To assist handle the dangers of sexual violence, some organisations have arrange women-only shelters alongside migration routes to the US and referred to as for extra sources — each to crack down on the violence itself and to assist survivors.
Magdalena Bautista, the pinnacle of the Centre for Justice for Girls, a state-run organisation in Baja California, advised Al Jazeera she noticed demand for companies improve in 2023.
Whereas 47 migrant girls got here to the centre after experiences with sexual violence in 2022, that quantity rose to virtually 60 this yr.
![A woman lies down on an outdoor cot, while a child sits perched her feet, smiling at the camera.](https://www.aljazeera.com/wp-content/uploads/2023/12/Men-and-women-rest-at-the-San-Vicente-camp-in-Panama-after-having-crossed-the-Darien-jungle-1703126362.jpeg?w=770&resize=770%2C513)
However advocates are additionally calling on governments to regulate their immigration procedures to minimize the specter of sexual violence within the first place.
A report printed in November by the nonprofit Human Rights First discovered 1,300 reported assaults alongside the US-Mexico border since Could, when US President Joe Biden tightened policies for asylum purposes.
These embrace incidents of sexual violence.
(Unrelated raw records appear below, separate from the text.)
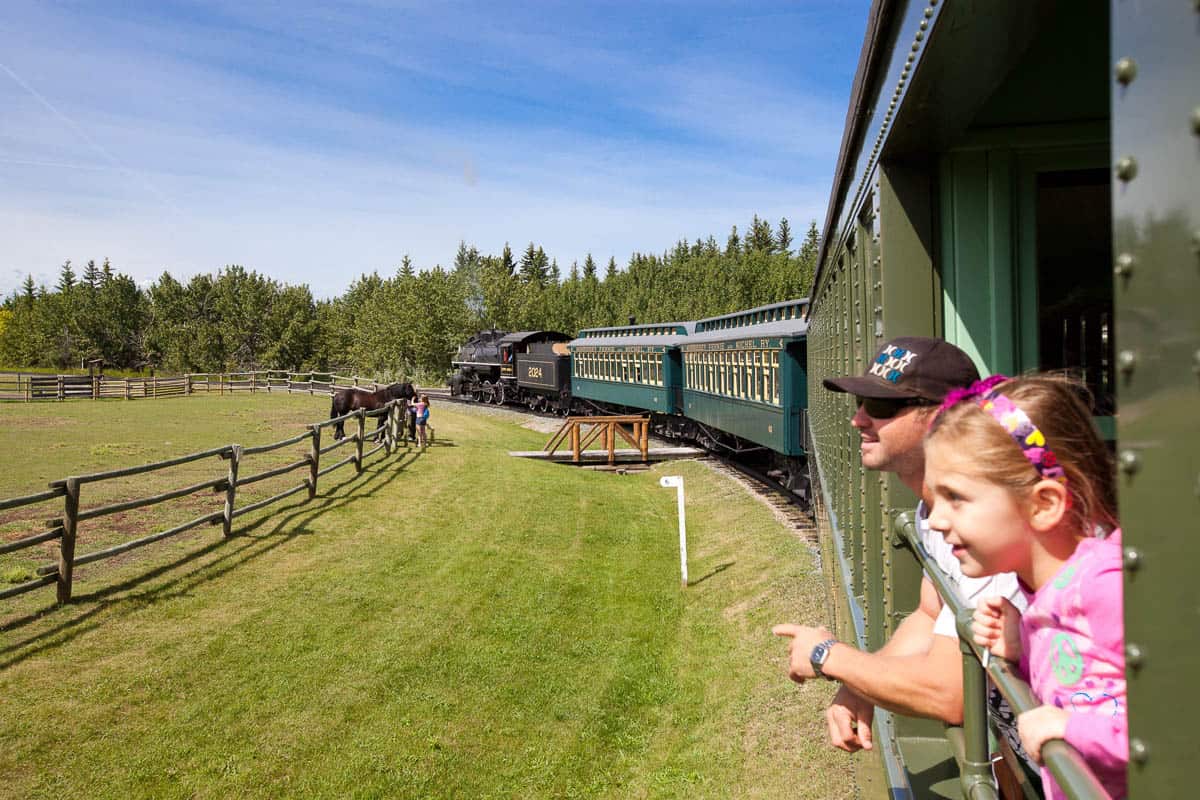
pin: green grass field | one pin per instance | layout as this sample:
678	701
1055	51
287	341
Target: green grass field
453	624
In a single case, “a Latin American mom and her minor youngsters” have been ready to hunt asylum when “they have been kidnapped and sexually assaulted” by a drug cartel. In one other, cartel members drugged and sexually assaulted a seven-year-old little one, holding him and his mom captive for 3 weeks.
The nonprofit stated the new restrictions within the asylum course of have left candidates successfully “stranded in Mexico”, the place they’re weak to such violence.
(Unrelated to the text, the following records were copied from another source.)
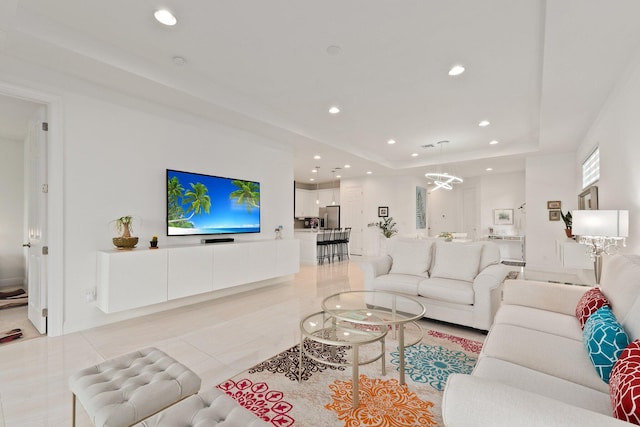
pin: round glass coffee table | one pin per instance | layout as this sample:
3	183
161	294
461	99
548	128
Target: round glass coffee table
379	308
336	342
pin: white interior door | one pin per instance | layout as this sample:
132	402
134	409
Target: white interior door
469	216
352	216
36	214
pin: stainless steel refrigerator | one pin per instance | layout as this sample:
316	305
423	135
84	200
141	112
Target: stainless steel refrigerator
330	217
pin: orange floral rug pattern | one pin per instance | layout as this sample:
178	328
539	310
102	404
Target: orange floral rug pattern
382	404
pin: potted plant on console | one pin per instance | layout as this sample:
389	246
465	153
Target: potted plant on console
124	226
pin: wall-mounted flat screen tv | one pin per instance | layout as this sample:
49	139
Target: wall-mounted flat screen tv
200	204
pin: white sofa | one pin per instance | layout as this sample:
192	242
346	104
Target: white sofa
534	369
457	282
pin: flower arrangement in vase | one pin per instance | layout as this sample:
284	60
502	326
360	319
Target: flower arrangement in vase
124	225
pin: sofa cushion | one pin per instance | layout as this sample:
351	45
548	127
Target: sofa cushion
620	283
455	291
411	257
591	301
604	339
544	352
457	261
624	385
490	254
551	322
538	382
405	283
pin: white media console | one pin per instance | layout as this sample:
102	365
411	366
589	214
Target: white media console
142	276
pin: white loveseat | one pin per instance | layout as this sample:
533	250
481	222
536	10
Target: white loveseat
534	369
457	282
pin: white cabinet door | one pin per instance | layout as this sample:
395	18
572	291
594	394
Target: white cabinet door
131	279
231	265
190	271
306	205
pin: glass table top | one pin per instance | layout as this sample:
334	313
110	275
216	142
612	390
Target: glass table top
373	307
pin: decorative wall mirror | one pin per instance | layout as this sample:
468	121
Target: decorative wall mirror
588	199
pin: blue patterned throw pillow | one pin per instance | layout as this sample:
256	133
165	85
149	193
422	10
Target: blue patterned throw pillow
604	339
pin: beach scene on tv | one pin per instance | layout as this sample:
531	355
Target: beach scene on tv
203	204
Underneath the brand new guidelines, the Biden administration requires most asylum seekers to make use of its CBP One app to schedule appointments with immigration officers.
However customers have reported lengthy wait instances and glitchy service, and human rights organisations have warned the brand new course of creates “significant barriers” to asylum entry.
Crossing irregularly, nevertheless, may end in being barred from the US for as much as 5 years.
“It was horrible. You don’t know for those who’ll get out alive. My youngsters cried and cried,” one asylum seeker within the report stated of the scenario on the border. A lady of their household had been sexually abused “whereas ready for a CBP One appointment”.
“We’ve been ready for an appointment that doesn’t arrive,” one other member of the household stated.